BlinkDL · RafaRed · Apr 5, 2023
diff --git a/rwkv_pip_package/pyproject.toml b/rwkv_pip_package/pyproject.toml
@@ -1,6 +1,6 @@
 [project]
 name = "rwkv"
-version = "0.7.3"
+version = "0.7.4"
 authors = [
   { name="Bo PENG" },
 ]

diff --git a/rwkv_pip_package/src/rwkv/model.py b/rwkv_pip_package/src/rwkv/model.py
@@ -72,7 +72,7 @@ def cuda_mm8_one(N: int, M: int, x, w, mx, rx, my, ry):
 ########################################################################################################
 
 class RWKV(MyModule):
-    def __init__(self, model, strategy, verbose = True, convert_and_save_and_exit = None):
+    def __init__(self, model, strategy, lora, verbose = True, convert_and_save_and_exit = None):
         super().__init__()
         if verbose:
             prxxx = lambda *args, **kwargs: print(*args, **kwargs)
@@ -102,6 +102,33 @@ def __init__(self, model, strategy, verbose = True, convert_and_save_and_exit =
             gc.collect()
             w = self.w
 
+            if lora.lora_r > 0:
+                prxxx(f'Loading lora ...')
+                # merge LoRA-only slim checkpoint into the main weights
+                w_lora = torch.load(lora.MODEL_LORA + '.pth', map_location='cpu')
+                for k in w_lora.keys():
+                    w[k] = w_lora[k]
+                # merge LoRA weights
+                keys = set(w.keys())
+                for k in keys:
+                    k: str
+                    if k.endswith('.weight'):
+                        prefix = k[:-len('.weight')]
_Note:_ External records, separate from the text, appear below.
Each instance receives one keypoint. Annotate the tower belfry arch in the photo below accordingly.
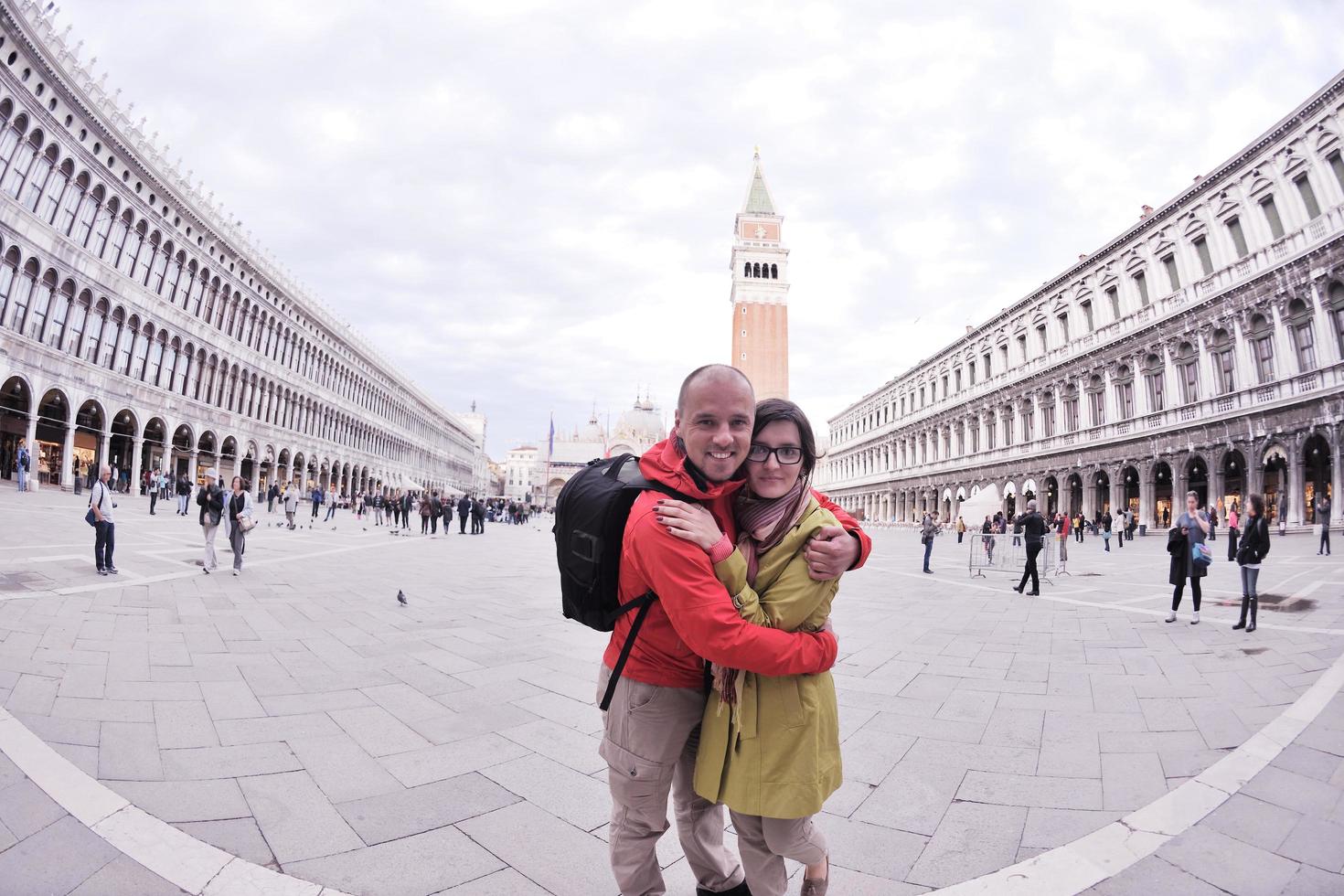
(760, 293)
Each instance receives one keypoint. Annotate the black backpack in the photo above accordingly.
(591, 515)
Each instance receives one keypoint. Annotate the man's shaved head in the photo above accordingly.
(711, 372)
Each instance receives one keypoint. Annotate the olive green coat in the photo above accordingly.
(780, 755)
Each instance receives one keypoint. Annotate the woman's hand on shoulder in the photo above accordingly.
(688, 521)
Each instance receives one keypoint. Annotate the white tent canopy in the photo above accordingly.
(981, 504)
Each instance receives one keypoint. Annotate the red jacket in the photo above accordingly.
(694, 618)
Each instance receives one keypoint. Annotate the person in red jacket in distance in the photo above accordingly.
(652, 727)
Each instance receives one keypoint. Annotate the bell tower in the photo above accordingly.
(761, 292)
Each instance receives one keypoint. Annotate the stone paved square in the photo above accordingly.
(300, 719)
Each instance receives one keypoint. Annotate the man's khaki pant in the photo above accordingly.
(765, 842)
(649, 747)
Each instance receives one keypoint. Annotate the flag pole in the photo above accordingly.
(549, 449)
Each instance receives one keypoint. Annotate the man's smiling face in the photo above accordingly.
(714, 421)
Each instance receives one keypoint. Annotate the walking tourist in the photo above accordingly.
(105, 529)
(659, 704)
(22, 463)
(183, 489)
(291, 503)
(210, 498)
(1249, 557)
(928, 529)
(772, 767)
(1323, 516)
(1034, 527)
(1191, 528)
(238, 520)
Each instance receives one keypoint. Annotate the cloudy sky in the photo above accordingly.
(529, 205)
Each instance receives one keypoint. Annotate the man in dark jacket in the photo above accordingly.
(1034, 528)
(659, 699)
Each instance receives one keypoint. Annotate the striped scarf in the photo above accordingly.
(763, 523)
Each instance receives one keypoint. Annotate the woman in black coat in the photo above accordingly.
(1253, 549)
(1191, 528)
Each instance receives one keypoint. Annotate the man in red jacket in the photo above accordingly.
(654, 723)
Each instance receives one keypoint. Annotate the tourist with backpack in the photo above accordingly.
(671, 614)
(1189, 554)
(210, 498)
(771, 746)
(22, 461)
(1250, 555)
(105, 531)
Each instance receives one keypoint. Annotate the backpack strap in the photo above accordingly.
(643, 602)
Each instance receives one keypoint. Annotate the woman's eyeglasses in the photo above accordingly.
(786, 454)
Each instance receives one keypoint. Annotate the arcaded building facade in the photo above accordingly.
(140, 328)
(1201, 349)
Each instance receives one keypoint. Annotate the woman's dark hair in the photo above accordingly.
(773, 410)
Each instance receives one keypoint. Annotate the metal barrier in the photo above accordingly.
(1007, 554)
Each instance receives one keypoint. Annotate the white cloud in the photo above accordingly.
(528, 205)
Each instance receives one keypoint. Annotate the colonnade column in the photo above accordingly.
(68, 460)
(134, 465)
(30, 434)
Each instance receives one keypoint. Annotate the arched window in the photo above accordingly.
(1336, 298)
(1300, 329)
(59, 311)
(1221, 349)
(56, 187)
(23, 295)
(1263, 347)
(8, 271)
(117, 240)
(125, 340)
(1124, 392)
(142, 354)
(11, 139)
(78, 318)
(155, 349)
(65, 208)
(1097, 400)
(94, 331)
(89, 209)
(25, 159)
(112, 336)
(1187, 364)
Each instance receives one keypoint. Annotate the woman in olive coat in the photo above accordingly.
(771, 746)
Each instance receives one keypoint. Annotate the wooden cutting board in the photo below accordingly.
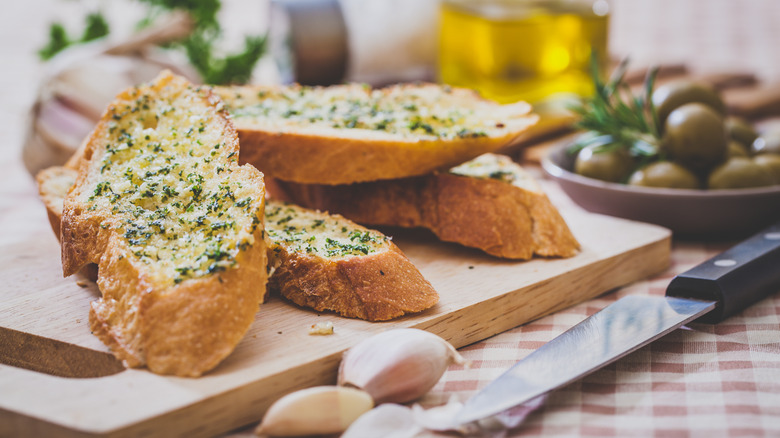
(480, 296)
+                        lora_A = prefix + '.lora_A'
+                        lora_B = prefix + '.lora_B'
+                        if lora_A in keys:
+                            assert lora_B in keys
+                            print(f'merging {lora_A} and {lora_B} into {k}')
+                            assert w[lora_B].shape[1] == w[lora_A].shape[0] == lora.lora_r
+                            # merging needs matmul, which is slow on cpu; work on gpu if possible
+                            if lora.RUN_DEVICE == 'cuda':
+                                w[k] = w[k].cuda()
+                                w[lora_A] = w[lora_A].cuda()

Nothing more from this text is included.